His sister, Entesar Abu Ghadayen, said her brother was a good kid, "popular and loved by everyone.” She said an Israeli drone targeted them without reason.
Salem's brother Fadel Abu Ghadayen says he was at the cemetery when the explosion happened. He rushed over to his brother, who had been hit, calling out for help.
"He was badly injured and I started to ask for help. I tried to pull him out of the cemetery. When a second missile targeted another man, I went out into street to ask for help. It was 30 minutes before the ambulances came,” said Fadel.
Salem Abu Ghadayen died two hours later during surgery at the local hospital.
Ghadayen's father was distraught on Saturday, standing outside the family home, wiping tears from his eyes with weathered hands. He said his son would often drive the donkey carts stocked with produce to sell in the community and would do odd jobs. He was well liked. “God gives and God takes away,” he said, adding that he hopes for peace “for all Muslims.”
Salem's sister Entesar was more impassioned. She said she hoped Egypt and Israel go to war so they would know how the Palestinians feel. She said both had the power to help them but did not. “What weapons do we have?,” she asked, “We don’t have nuclear weapons.”
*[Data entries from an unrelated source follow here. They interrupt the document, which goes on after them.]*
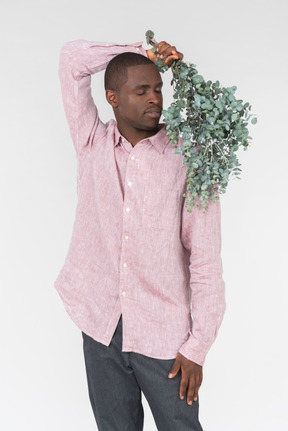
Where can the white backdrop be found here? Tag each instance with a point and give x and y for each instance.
(43, 382)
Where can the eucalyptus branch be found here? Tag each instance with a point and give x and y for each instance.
(210, 124)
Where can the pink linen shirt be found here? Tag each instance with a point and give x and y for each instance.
(135, 249)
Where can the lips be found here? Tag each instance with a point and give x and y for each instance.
(153, 112)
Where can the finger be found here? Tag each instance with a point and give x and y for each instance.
(169, 60)
(175, 368)
(167, 50)
(161, 45)
(197, 387)
(164, 50)
(183, 386)
(191, 391)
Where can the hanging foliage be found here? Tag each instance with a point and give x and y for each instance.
(212, 124)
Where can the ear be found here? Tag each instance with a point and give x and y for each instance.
(112, 98)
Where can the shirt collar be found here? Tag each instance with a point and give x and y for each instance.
(159, 140)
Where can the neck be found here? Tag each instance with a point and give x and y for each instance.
(136, 135)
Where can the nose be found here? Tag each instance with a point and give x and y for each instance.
(155, 98)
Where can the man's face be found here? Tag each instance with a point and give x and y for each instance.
(140, 98)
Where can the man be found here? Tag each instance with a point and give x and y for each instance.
(143, 276)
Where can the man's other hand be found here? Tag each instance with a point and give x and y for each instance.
(165, 51)
(191, 377)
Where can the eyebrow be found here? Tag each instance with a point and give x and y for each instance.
(138, 87)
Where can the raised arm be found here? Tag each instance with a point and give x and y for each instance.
(78, 61)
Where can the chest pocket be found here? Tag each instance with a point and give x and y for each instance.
(161, 208)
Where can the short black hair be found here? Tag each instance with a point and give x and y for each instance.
(116, 71)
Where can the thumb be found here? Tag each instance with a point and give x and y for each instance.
(175, 368)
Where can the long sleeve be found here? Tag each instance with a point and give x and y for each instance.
(78, 61)
(201, 235)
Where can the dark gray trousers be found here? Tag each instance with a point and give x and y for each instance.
(116, 379)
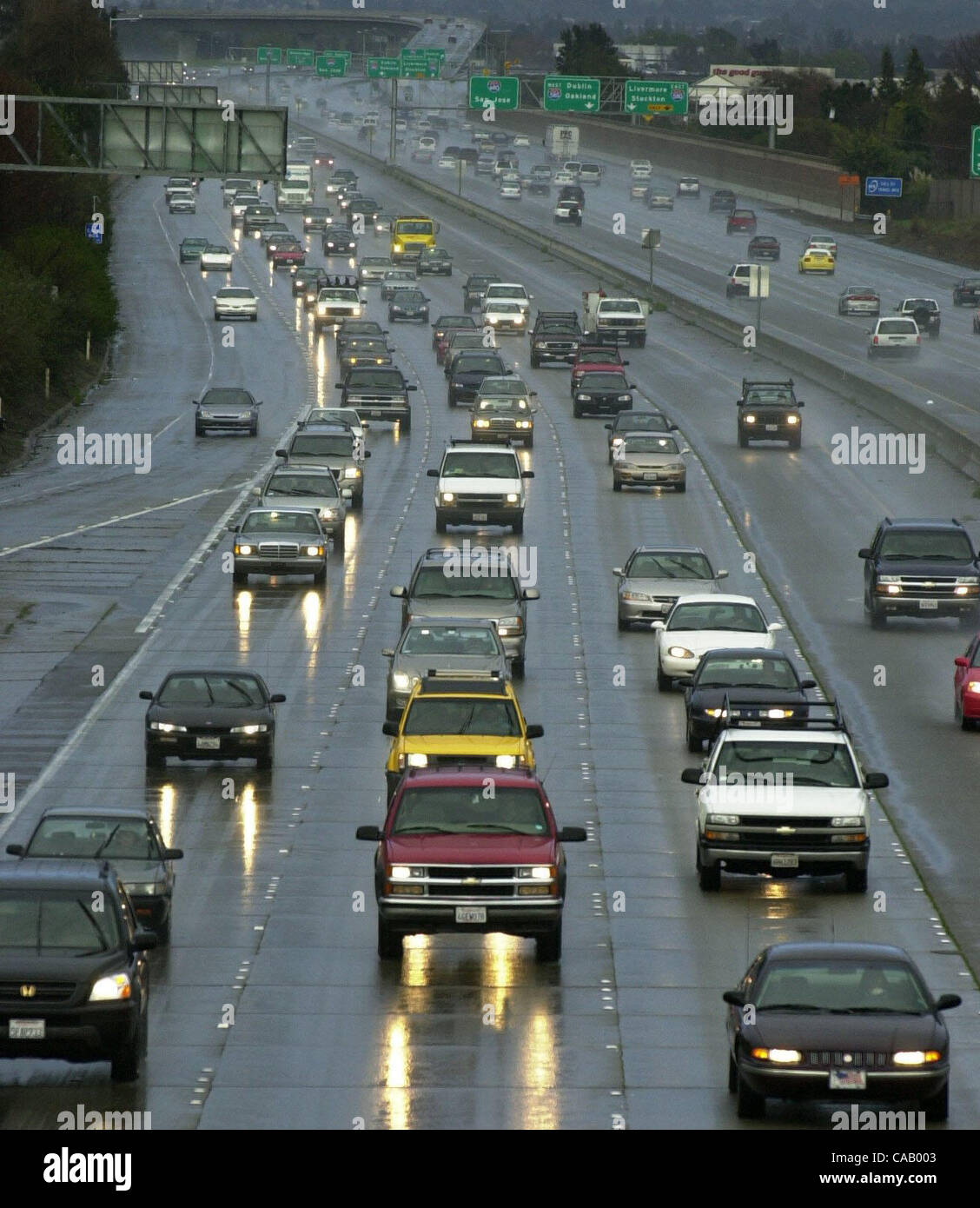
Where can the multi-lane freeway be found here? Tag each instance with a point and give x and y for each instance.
(270, 1007)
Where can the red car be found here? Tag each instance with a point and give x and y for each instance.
(601, 359)
(966, 685)
(453, 857)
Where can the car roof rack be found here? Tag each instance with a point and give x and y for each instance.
(744, 712)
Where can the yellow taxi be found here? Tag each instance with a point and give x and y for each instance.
(460, 721)
(818, 260)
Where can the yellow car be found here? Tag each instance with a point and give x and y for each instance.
(818, 260)
(459, 721)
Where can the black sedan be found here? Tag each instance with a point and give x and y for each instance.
(227, 409)
(838, 1022)
(214, 715)
(128, 837)
(338, 243)
(408, 304)
(745, 678)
Entesar said her family is now staying at a friend's because their home is too close to the cemetery and they fear for their lives.
At the cemetery in northern Gaza on Saturday, children crowded around a hole in the ground. They said that's where the Israeli bomb hit. It came from an F16 aircraft, they said. Trash and glass were strewn about.
The Israeli military said they received intelligence last week that “rockets were being launched” from Shekh Radwan Cemetery, according to a spokesperson. They could not confirm the bombing on Saturday.
Israeli military spokesperson Lt. Libby Weiss said the military attempts to warn residents of their activities in order “minimize strikes on civilian people.” Leaflets were dropped from the air on Saturday. Groups of people on the street picked up the fliers and were also seen dropping them in the street.
The flyer was written in Arabic and warned Palestinians “any military building or civilian building that is involved in terrorism operations against Israel” would be targeted. It asked residents to leave their homes. The military spokesperson said they hope to “shed light” on what they are doing and prevent further casualties.
Since the blasts, the cemeteries have been eerily quiet.
Palestinians normally investigate a site after a bombing, but now everyone is too frightened to enter the cemetery, where blasts can be louder than in other parts of the city.
Funerals over the last few days have been scarce. Even the gravediggers are wary.